Now that’s a suitor! The Daily Mail talks to private equity firms as it FLIRTS WITH YAHOO BID

The parent company of U.K. tabloid Daily Mail may make a bid for Yahoo’s news and media businesses. According to the WSJ, the Daily Mail and General Trust (DMGT) has held discussions with several private equity firms to partner on an offer.

A DMGT confirmed the report in an emailed statement, writing, “Given the success of and Elite Daily we have been in discussions with a number of parties who are potential bidders. Discussions are at a very early stage and that there is no certainty that any transaction will take place.”

If you only know the Daily Mail through its website’s singular blend of celebrity gossip, xenophobic rants, and “real” ghost sightings, then you might be wondering what it wants to do with Yahoo. The DMGT, however, is a conglomerate with a portfolio that pulls in annual revenue of almost £2 billion (about $2.8 billion).

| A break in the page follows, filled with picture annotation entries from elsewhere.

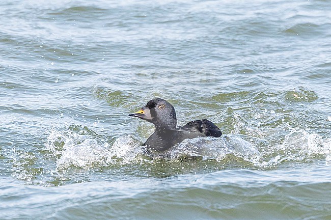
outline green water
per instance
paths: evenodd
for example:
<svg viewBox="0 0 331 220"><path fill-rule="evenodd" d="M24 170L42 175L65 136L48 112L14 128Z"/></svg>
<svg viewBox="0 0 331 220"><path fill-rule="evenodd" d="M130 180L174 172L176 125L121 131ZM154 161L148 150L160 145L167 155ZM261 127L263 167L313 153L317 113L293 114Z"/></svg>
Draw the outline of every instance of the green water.
<svg viewBox="0 0 331 220"><path fill-rule="evenodd" d="M0 6L0 219L331 218L328 1ZM150 158L155 97L225 135Z"/></svg>

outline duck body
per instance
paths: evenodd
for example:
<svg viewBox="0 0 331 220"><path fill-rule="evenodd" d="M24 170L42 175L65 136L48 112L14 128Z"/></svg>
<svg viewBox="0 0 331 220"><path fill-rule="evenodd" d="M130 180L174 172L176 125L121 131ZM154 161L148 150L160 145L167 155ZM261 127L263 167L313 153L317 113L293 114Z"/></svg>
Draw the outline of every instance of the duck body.
<svg viewBox="0 0 331 220"><path fill-rule="evenodd" d="M152 123L155 130L144 145L148 151L164 151L187 139L199 137L220 137L222 132L217 126L207 119L190 122L177 127L176 111L171 104L161 98L150 100L142 109L129 115Z"/></svg>

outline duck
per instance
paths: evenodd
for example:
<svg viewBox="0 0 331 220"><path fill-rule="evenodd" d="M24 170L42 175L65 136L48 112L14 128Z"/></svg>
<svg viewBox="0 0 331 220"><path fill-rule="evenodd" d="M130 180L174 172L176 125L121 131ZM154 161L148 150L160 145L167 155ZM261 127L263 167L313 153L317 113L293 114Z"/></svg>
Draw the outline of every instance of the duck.
<svg viewBox="0 0 331 220"><path fill-rule="evenodd" d="M154 125L154 132L143 145L149 152L167 151L187 139L219 138L222 135L220 129L206 119L192 121L183 126L177 127L175 108L168 101L160 98L150 100L140 111L129 116Z"/></svg>

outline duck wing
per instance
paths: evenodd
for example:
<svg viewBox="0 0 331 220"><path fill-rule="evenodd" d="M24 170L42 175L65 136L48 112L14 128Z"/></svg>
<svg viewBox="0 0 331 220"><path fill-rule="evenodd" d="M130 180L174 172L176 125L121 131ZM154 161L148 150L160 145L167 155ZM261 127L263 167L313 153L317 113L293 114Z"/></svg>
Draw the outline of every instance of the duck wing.
<svg viewBox="0 0 331 220"><path fill-rule="evenodd" d="M200 133L206 136L214 136L219 138L222 135L219 128L215 124L207 119L192 121L181 127L181 130L189 131L192 133ZM197 136L200 136L197 134Z"/></svg>

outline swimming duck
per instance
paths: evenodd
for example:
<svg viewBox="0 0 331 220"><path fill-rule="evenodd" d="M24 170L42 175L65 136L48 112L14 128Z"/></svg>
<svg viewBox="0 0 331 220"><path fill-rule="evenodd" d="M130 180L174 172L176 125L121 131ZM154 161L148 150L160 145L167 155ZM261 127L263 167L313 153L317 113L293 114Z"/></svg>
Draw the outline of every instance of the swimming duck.
<svg viewBox="0 0 331 220"><path fill-rule="evenodd" d="M177 127L177 120L174 106L161 98L154 98L139 111L129 115L139 118L155 126L155 131L144 145L148 151L164 151L186 139L213 136L222 132L217 126L207 119L192 121L182 127Z"/></svg>

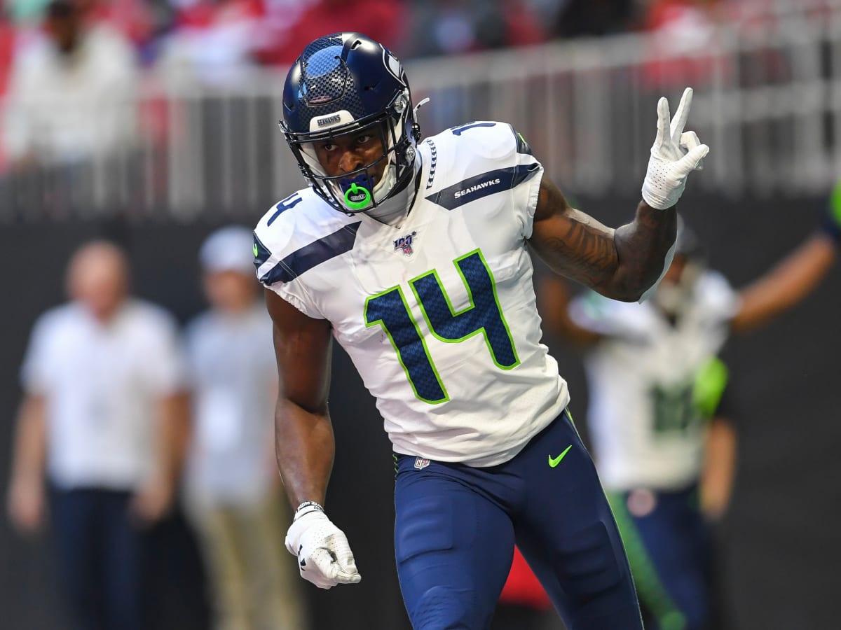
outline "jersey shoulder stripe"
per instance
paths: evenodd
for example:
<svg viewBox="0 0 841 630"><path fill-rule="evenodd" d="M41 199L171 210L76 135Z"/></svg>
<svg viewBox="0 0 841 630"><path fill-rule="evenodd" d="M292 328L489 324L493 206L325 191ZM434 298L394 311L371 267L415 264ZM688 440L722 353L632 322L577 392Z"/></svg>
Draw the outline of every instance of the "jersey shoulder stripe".
<svg viewBox="0 0 841 630"><path fill-rule="evenodd" d="M529 179L540 168L537 162L495 169L468 177L426 197L447 210L474 202L495 192L510 191Z"/></svg>
<svg viewBox="0 0 841 630"><path fill-rule="evenodd" d="M542 168L507 123L468 123L425 142L431 159L426 199L447 210L511 190Z"/></svg>
<svg viewBox="0 0 841 630"><path fill-rule="evenodd" d="M289 282L352 249L358 218L328 206L311 188L272 206L254 230L254 265L267 286Z"/></svg>
<svg viewBox="0 0 841 630"><path fill-rule="evenodd" d="M340 228L331 234L313 241L278 261L260 276L260 281L267 286L275 282L288 282L305 271L323 262L353 249L357 239L357 230L362 221Z"/></svg>

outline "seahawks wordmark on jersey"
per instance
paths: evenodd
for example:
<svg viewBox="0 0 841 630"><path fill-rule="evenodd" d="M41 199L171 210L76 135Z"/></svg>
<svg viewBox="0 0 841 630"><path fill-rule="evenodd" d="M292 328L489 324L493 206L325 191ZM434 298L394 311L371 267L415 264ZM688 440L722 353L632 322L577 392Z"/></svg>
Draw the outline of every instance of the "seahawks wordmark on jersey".
<svg viewBox="0 0 841 630"><path fill-rule="evenodd" d="M299 191L257 227L257 276L332 323L395 451L500 464L569 402L540 343L526 247L542 167L503 123L447 129L418 152L402 223Z"/></svg>

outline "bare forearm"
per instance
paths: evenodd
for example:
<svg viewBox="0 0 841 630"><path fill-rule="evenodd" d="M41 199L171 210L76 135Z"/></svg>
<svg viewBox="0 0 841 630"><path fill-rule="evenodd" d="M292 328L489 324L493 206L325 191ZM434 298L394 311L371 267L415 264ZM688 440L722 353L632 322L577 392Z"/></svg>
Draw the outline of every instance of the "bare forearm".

Taking over Yahoo’s assets would boost DMGT’s U.S. expansion plan. In fact, when DMG Media (DMGT’s media unit) bought Elite Daily for a reported $47 million last year, its then-CEO for North America, Jon Steinberg, said the acquisition was to compete with Yahoo and AOL (owner of TechCrunch). In addition to the Daily Mail, the Mail Online, and Elite Daily, its media holdings include The Mail and Metro.

The WSJ reports that DMGT has already talked to about six private-equity firms, including General Atlantic.

After years of struggling to keep its core Internet business afloat, Yahoo has set April 18 (adding a week to its previous deadline) as its final day for preliminary offers. This might give it time to ward off an attempt by activist investor Starboard Value, which has criticized the slow pace of Yahoo’s sale process, to replace its board with its own candidates.

About 40 companies are reportedly interested in bidding for Yahoo’s assets and have already signed non-disclosure agreements. Other interested buyers include Verizon (which owns AOL, which, as mentioned, owns TechCrunch).